Kamis, 01 Januari 2009

TINGKATAN-TINGKATAN ORANG BERPUASA

Oleh Haryanto

Puasa merupakan sebuah kewajiban bagi setiap umat Islam yang beriman. Jika kita melihat kewajiban ini ada sebuah praktik sosial yang berbeda dalam menjalani kewajiban ini. Sehingga dapat kita lihat, ibadah puasa yang dilakukan belum mempunyai nilai sosial yang lebih dari ibadah puasa tersebut. Karena pemahaman terhadapat arti puasa belumlah begitu sempurna.
Kata puasa yang berasal dari bahasa Arab, yaitu kata shoma, yashumu, shouman, secara etimologi mengandung arti menahan. Namun secara terminologi, puasa mengandung arti yang lebih dalam, yaitu menahan diri dari segala sesuatu yang membatalkan puasa dari sejak terbit fajar sampai terbenam matahari menurut syarat dan rukun tertentu.
Dalam artian secara terminologi di atas, puasa lazimnya tidak hanya sekedar menahan diri dari makan dan minum saja. Lebih dari itu, puasa mengandung arti menahan diri dari segala sesuatu yang membatalkan puasa, lebih kurang 14 jam selama satu hari penuh menjelang berbuka pada waktu maghrib. Bukan hanya makan dan minum serta bersetubuh saja, tapi segala sesatu yang membatalkan puasa.
Oleh karena itu, Imam Al-Ghazali membagi tingkatan orang yang berpuasa menjadi 3 tingkatan, yaitu :
Tingkatan puasa yang pertama adalah tingkatan puasa orang awwam.
Pada tingkatan puasa orang awwam ini, puasa diartikan oleh seseorang hanyalah menahan diri dari makan dan minum serta tidak bersetubuh bagi suami istri pada siang hari saja. Namun segala sikap, perkataan dan gerak geri yang dilakukannya selama berpuasa masih belum dipuasakannya. Tidak heran, di puasa masih sering terjadi perbuatan-perbuatan yang kurang terpuji, seperti mengunjing orang lain, berkata bohong, korupsi, dan yang lain.
Tingkatan yang kedua disebut puasa orang khusus.
Pada tingkatan puasa yang kedua ini, lebih tinggi dari tingkatan pertama. Karena orang yang berpuasa pada tingkatan kedua ini tidak hanya mempuasakan diri pada tataran menahan makan dan minum serta bersetubuh bagi pasangan suami istri sahaja. Akan tetapi, jauh dari itu mereka juga mempuasakan panca indera mereka. Baik itu mata, telinga, tangan, kaki, hidung dan indera yang lain.

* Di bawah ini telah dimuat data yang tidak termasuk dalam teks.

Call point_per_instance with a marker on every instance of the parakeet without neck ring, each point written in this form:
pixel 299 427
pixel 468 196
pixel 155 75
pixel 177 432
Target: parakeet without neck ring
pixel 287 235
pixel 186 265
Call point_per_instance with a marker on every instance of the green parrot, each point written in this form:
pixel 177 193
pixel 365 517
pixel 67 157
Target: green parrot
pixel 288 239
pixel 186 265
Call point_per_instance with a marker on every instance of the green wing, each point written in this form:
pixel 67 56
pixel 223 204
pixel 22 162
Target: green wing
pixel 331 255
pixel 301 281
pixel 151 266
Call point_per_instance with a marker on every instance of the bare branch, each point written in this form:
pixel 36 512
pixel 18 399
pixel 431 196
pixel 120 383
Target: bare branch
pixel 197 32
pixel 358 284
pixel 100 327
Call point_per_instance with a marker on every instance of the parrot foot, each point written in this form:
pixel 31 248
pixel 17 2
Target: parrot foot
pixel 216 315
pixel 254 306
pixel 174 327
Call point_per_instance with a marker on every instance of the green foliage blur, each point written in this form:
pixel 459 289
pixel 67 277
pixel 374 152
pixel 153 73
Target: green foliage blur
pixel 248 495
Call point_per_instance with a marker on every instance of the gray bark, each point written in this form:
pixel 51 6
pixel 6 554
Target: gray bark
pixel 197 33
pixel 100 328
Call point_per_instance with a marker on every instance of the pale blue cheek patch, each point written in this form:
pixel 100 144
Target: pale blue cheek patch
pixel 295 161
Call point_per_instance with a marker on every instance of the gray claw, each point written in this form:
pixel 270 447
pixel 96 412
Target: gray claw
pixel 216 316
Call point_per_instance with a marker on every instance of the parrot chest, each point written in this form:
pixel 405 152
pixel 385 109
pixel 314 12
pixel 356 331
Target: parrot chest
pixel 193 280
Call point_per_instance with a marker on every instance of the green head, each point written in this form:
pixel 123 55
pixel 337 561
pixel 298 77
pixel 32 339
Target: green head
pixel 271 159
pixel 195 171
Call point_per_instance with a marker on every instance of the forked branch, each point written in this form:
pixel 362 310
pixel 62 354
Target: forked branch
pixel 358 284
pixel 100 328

Dia berusaha untuk tidah berkata bohong, melihat kemaksiatan, tidak meng-ghibah (gosip) dan yang lainnya, yang dapat mengurangi nilai dari ibadah puasa mereka.
Pada tingkatan yang terakhir atau ketiga di sebut puasa orang khusus bil khusus.
Puasa pada tingkatan ini merupakan tingkatan puasa tertinggi yaitu orang yang berpuasa senantiasa untuk mempuasakan hatinya. Tidak terbersit sekalipun di dalam hati orang yang berpuasa pada tingkatan yang ketiga ini untuk melakukan sesuatu yang membatalkan puasanya, baik makan, minum, bersetubuh, panca indera dan niat-niat yang tercela. Dia senantiasa menjaga niatnya agar selalu mengingat Allah SWT.
Dari ketiga tingkatan (class) di atas, kita semestinya bisa mengoreksi dan mengevaluasi ibadah puasa yang kita lakukan. Apakah pada tingkatan pertama, kedua atau ketiga ?. Apabila puasa kita pada tingkatan pertama kita harus lebih berusaha untuk meningkatkan kualitas ibadah puasa yang kita lakukan. Sehingga menjadi lebih baik pada tingkatan kedua, dan tingkatan yang tertinggi. Sehingga kita merasakan manisnya Iman dan Islam dari ibadah yang dialkuka.
Jangan sampai ibadah puasa yang kita lakukan hanya mendapatkan lapar dan dahaga sahaja. Karena Allah SWT senantiasa melihat kesungguhan orang-orang mau memperbaiki dirinya. Dan Allah SWT akan membalas segala proses yang kita lakukan : “Maka barang siapa mengerjakan kebaikan seberat zarrah, niscaya Dia akan (membalas)nya. Dan barang siapa mengerjakan kejahatan seberat zarrah, niscaya Dia akan melihat (balasan)nya”. (Q.S. 99: 7-8).
Pada akhirnya, semoga puasa kita mendapatkan derajat yang kemuliaan dari Allah SWT yaitu orang-orang yang bertaqwa. Wallahua’lam bisshowab.